What helps Charlotte businesses address social sustainability?

INSS members met last week with ten sustainability officers from Charlotte area businesses, government agencies, and universities to talk social sustainability in business and related industries. We wanted to understand how organizations are thinking about social sustainability, and what barriers they face in applying these ideas in their work.

Overwhelmingly, the group argued that assessment tools are most important for their work, so that measurement can make social sustainability tangible. While assessment can be painful, it is meaningful for organizations as it helps identify the values important to the company, as well as how to start tackling social sustainability. Importantly, assessment tools can make values explicit.

For example, one attendee mentioned that engagement in greening efforts seems to lead to greater engagement in sustainability issues more broadly, but that they know of no clear way to assess this dimension of social sustainability. Helping them identify appropriate assessment tools might be useful for this group and others.

However, there was a consensus that social sustainability needs to be made more relevant for business – both in terms of being meaningful for people, but also important to industry. Many talked about “value proposition” – how to show that social sustainability has practical value for business.

Many focused on the ways that sustainability efforts have arisen in response to market demand for this – and that a similar kind of growth is starting with social aspects of sustainability. One attendee suggested that social sustainability has also entered (primarily small) businesses because of owner interests, but that other reasons motivate larger businesses.

Several participants argued that many businesses are engaging in social sustainability without knowing it or communicating about it. This opens up the possibility of working with them to identify what they’re already doing and helping them identify other similar kinds of efforts. Actual behavior change requires seeing that social sustainability is a central value for the business, and it helps if they see it already is.

There was also some discussion about scope – what is the range of influence that businesses are expected to impact – just their employees? their community? global? Businesses have different perspectives on this and also want to know what’s expected of them.

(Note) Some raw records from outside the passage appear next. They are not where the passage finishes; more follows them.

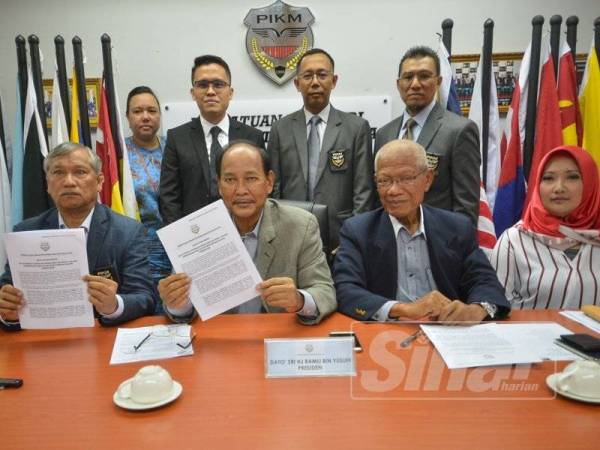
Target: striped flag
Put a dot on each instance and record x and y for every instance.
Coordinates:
(510, 195)
(570, 116)
(35, 196)
(589, 102)
(449, 100)
(60, 131)
(105, 149)
(75, 120)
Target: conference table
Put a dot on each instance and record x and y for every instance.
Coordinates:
(398, 399)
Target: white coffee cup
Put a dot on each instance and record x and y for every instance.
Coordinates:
(581, 377)
(151, 384)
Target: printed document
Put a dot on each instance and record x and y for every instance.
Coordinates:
(492, 344)
(47, 266)
(207, 246)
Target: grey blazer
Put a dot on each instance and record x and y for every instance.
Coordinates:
(185, 172)
(452, 145)
(345, 172)
(289, 245)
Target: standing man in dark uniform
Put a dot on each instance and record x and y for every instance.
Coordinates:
(188, 179)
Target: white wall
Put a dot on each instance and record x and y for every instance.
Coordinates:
(155, 41)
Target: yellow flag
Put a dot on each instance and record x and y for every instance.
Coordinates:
(589, 101)
(75, 123)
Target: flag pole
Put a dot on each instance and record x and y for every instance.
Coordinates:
(81, 92)
(597, 37)
(447, 25)
(555, 23)
(572, 22)
(534, 71)
(36, 73)
(488, 38)
(59, 45)
(2, 137)
(22, 70)
(110, 92)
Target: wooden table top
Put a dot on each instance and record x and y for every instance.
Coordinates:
(400, 398)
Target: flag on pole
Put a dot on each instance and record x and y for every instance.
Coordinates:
(105, 149)
(510, 194)
(129, 202)
(35, 196)
(5, 222)
(448, 97)
(492, 171)
(75, 121)
(589, 102)
(60, 131)
(548, 125)
(570, 116)
(449, 100)
(16, 210)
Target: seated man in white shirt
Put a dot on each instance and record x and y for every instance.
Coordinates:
(283, 241)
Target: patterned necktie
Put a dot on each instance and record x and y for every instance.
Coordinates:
(215, 151)
(314, 150)
(410, 123)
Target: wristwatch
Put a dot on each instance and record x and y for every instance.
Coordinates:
(491, 309)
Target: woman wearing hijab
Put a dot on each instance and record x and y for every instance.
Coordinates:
(145, 149)
(551, 259)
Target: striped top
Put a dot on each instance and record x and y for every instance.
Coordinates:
(537, 275)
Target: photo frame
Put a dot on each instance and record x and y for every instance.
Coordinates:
(92, 87)
(505, 68)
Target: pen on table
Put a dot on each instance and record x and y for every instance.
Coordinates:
(136, 347)
(188, 344)
(406, 342)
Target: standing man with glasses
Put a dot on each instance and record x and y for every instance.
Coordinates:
(412, 261)
(451, 141)
(322, 154)
(188, 179)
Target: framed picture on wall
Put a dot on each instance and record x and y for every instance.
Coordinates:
(505, 68)
(92, 88)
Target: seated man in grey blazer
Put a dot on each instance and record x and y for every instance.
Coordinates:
(451, 141)
(322, 154)
(188, 179)
(119, 284)
(283, 241)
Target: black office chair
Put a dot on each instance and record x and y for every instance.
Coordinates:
(321, 213)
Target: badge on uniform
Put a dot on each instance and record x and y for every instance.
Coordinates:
(337, 159)
(107, 272)
(433, 161)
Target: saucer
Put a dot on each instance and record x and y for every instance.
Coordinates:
(128, 403)
(551, 382)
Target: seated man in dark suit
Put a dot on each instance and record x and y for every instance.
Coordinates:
(115, 243)
(412, 261)
(188, 179)
(283, 241)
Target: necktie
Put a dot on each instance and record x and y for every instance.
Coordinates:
(314, 150)
(410, 123)
(215, 151)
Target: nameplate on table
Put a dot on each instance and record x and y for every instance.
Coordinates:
(312, 357)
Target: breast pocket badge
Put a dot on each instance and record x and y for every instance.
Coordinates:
(337, 160)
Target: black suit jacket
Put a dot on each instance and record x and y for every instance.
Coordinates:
(185, 171)
(366, 265)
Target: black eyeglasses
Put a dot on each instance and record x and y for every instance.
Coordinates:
(217, 85)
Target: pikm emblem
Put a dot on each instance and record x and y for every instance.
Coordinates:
(278, 35)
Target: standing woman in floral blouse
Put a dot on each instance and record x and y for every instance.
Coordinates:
(145, 149)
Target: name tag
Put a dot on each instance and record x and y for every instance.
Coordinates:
(313, 357)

We also learned about talking with the business community, and the need to shift from research focus (we’re interested in social sustainability) to a greater focus on values more central to businesses, like cost-benefit language and the value of community sustainability for the company’s future.

Overall, the group seemed concerned about the social problems facing the world, and want to see companies and individuals engage with social sustainability as a way to address them. What it seems to require is: tangible measures, a clear connection to business goals and efforts, and ways to highlight current unrecognized efforts.

On a final note, what might we see as a next step for INSS? We know there are a lot of indicators out there for social sustainability, so there may be some value in communicating what these are. But we also think it is important to examine the validity of these: we don’t know if they are telling us we have socially sustainable systems. This would likely benefit from understanding the community perceptions of these indicators. Jamie Fischer and Adjo Amekudzi wrote an excellent paper about quality of life indicators, concluding:

New QOL measures should link community priorities and values to objectively measureable indicators for living standards, thereby capturing the interaction between external conditions, institutional decisions, and the expansion or restriction of choice. (47)

Citation:

Fischer, J. M., & Amekudzi, A. (2011). Quality of life, sustainable civil infrastructure, and sustainable development: Strategically expanding choice. Journal of Urban Planning and Development, 137(1), 39-48.